Les deux concepts clés de l’ouvrage, la culture et l’eurorégion, sont définis de la manière suivante. Une eurorégion représente une organisation européenne de coopération transfrontalière et transnationale, regroupant des autorités territoriales allant en général de la commune à la région, associées pour la réalisation d’actions et d’objectifs communs, en fonction d’intérêts partagés. La culture est définie sous l’angle de la politique culturelle, comme objet de politique publique, développée et annoncée à travers les actions des autorités territoriales.
Aux fins de l’analyse, Perrin compare des études de cas, à partir de deux terrains principaux : Pyrénées-Méditerranée – qui associe des régions françaises avec des communautés autonomes espagnoles – et la Grande Région – qui regroupe des Länder allemands, des départements français, des régions belges et le Luxembourg. Afin d’approfondir davantage, il ajoute des exemples complémentaires : Alpes-Méditerranée – qui rassemble des régions françaises et italiennes – et Nord-Transmanche – région qui a associé dans le passé un comté anglais, une région française et trois régions belges.

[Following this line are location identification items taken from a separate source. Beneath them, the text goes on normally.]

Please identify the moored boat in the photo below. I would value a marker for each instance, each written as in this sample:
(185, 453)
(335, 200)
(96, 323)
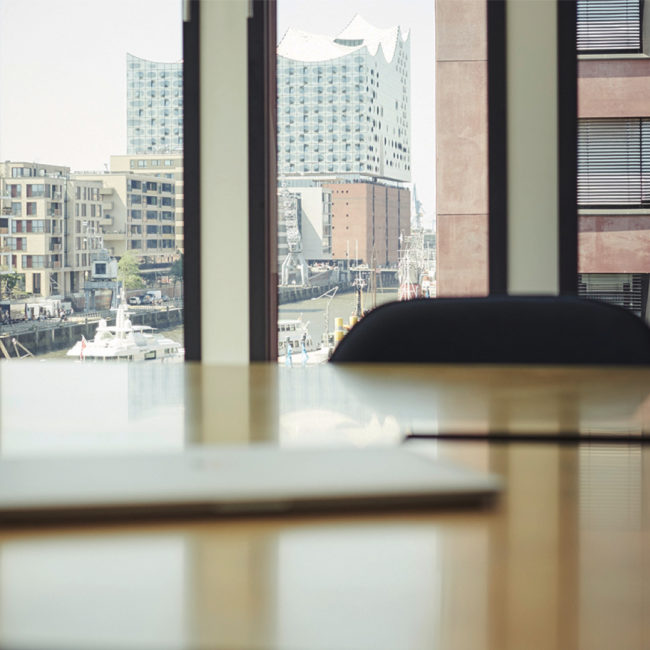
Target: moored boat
(126, 342)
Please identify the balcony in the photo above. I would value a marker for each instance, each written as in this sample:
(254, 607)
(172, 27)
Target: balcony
(112, 235)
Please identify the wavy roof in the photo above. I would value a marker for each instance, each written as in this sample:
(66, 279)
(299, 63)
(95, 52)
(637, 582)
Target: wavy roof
(303, 46)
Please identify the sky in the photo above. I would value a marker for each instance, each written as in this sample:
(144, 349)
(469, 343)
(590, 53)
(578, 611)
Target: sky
(63, 71)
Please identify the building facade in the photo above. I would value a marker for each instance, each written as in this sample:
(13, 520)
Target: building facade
(344, 120)
(368, 221)
(138, 215)
(50, 226)
(613, 150)
(461, 148)
(154, 106)
(161, 166)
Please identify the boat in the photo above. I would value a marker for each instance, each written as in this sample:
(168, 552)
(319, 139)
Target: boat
(296, 346)
(125, 341)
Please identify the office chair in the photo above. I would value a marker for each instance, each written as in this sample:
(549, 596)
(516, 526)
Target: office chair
(498, 329)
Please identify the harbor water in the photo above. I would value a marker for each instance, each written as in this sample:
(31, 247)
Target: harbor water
(315, 310)
(311, 311)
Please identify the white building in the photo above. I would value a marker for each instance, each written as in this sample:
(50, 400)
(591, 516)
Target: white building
(50, 226)
(168, 166)
(138, 215)
(344, 104)
(154, 92)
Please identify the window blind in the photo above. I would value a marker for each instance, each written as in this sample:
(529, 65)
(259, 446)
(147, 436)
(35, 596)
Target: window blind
(624, 289)
(613, 162)
(609, 25)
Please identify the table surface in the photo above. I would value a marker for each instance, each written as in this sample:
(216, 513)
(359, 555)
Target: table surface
(561, 560)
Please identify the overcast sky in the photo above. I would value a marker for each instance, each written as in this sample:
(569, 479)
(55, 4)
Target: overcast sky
(63, 71)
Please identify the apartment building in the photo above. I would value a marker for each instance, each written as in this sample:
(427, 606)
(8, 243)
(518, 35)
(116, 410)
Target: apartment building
(50, 226)
(613, 150)
(344, 118)
(368, 220)
(138, 215)
(162, 166)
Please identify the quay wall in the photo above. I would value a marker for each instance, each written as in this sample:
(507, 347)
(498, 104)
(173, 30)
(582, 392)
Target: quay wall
(45, 337)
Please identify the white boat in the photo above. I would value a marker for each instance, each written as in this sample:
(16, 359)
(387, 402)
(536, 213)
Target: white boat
(126, 342)
(295, 345)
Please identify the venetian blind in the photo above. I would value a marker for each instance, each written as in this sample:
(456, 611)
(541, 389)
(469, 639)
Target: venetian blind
(613, 162)
(609, 25)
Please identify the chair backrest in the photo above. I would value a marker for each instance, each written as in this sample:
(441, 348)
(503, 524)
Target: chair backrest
(499, 329)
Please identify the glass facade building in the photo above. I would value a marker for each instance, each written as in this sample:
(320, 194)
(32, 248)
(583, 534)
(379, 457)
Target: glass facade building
(344, 103)
(154, 106)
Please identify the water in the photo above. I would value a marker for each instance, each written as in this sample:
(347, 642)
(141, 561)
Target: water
(312, 311)
(341, 306)
(175, 333)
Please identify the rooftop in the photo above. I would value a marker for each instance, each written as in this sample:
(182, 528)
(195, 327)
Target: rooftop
(359, 33)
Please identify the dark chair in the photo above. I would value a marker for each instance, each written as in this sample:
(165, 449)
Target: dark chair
(500, 329)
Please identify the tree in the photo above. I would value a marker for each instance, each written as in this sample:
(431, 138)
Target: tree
(128, 272)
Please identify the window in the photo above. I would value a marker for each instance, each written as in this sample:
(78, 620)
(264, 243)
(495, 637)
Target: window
(609, 26)
(57, 196)
(613, 156)
(614, 162)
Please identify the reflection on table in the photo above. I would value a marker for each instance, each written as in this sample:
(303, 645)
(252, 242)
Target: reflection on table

Sur le plan théorique, Perrin s’appuie sur les travaux de Stein Rokkan qui, dans son analyse géohistorique des dynamiques de différenciation et de construction territoriale en Europe de l’Ouest, a mis en évidence le maintien de communautés culturelles « périphériques » aux constructions nationales, notamment dans les zones frontalières et transfrontalières. De même, l’auteur utilise des concepts clés provenant de l’analyse de Rokkan : des périphéries-interfaces, prises entre plusieurs constructions étatiques sans jamais être complètement intégrées (la Flandre, la Lorraine, la Savoie), et centres-ratès (terme utilisé par l’auteur pour désigner des centres d’intégration échoués), des territoires qui auraient pu bâtir leur propre centralité (la Catalogne, l’Écosse, la Bavière).
Méthodologiquement, l’analyse s’appuie sur des sources documentaires, plus de 500 références, se rapportant à la fois à la littérature scientifique et spécialisée du domaine, à des ouvrages produits par les institutions parties prenantes aux coopérations eurorégionales, ainsi qu’à une revue de presse régulière. L’observation documentaire est complétée par des données collectées lors de l’enquête de terrain. Parmi les gens enquêtés se trouvent des acteurs politiques, des artistes, des analystes et des spécialistes.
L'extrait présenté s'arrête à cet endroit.